RAQUEL VARELA, O CANTO DO MELRO – A VIDA DO PADRE JOSÉ MARTINS JÚNIOR (7)


Conta Martins que conseguiu emancipar-se da simpática companhia dos anfitriões e, num golpe de asa de trocas, com o mesmo bilhete de regresso a Portugal, voou para Olinda e Recife, onde foi recebido em audiência particular pelo «bispo vermelho», como era então classificado por parte da elite política e financeira não só do Brasil, mas também do estrangeiro.

— Era o tempo da ditadura militar — relembra Martins. — E fiquei impressionado, desiludido até, quando me abeirei de uma banca de jornais, perguntei ao vendedor, um homem sessentão, onde ficava o Paço de D. Helder e ele me deu como resposta: «Quero lá saber desse comunista! Não sei, não.» E era ali tão perto.

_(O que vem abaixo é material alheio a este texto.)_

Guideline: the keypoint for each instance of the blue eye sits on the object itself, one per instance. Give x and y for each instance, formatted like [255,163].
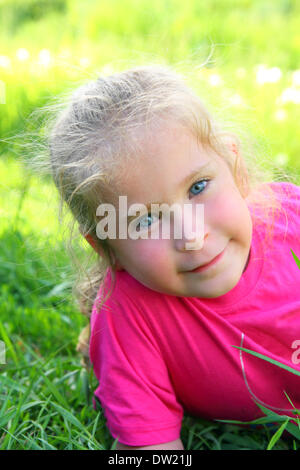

— Lá dentro, recebeu-me o Arcebispo Hélder da Câmara na sua sala de trabalho. Falou-me da ditadura vigente, da perseguição aos bispos e aos padres contestatários do regime, dissertou sobre as políticas

imperialistas do Pentágono, dos EUA. Convidou-me a permanecer toda a tarde e até à noite, porque era o dia 7 de setembro, o Dia Nacional do Brasil, e haveria espetáculo no recinto.

O edifício do Paço assemelhava-se a uma construção palaciana, tipologia colonial. Mas D. Hélder não vivia lá. Tinha-o cedido aos diversos movimentos e organizações culturais e sociais da diocese e foi habitar uma casa rasteira numa rua da periferia.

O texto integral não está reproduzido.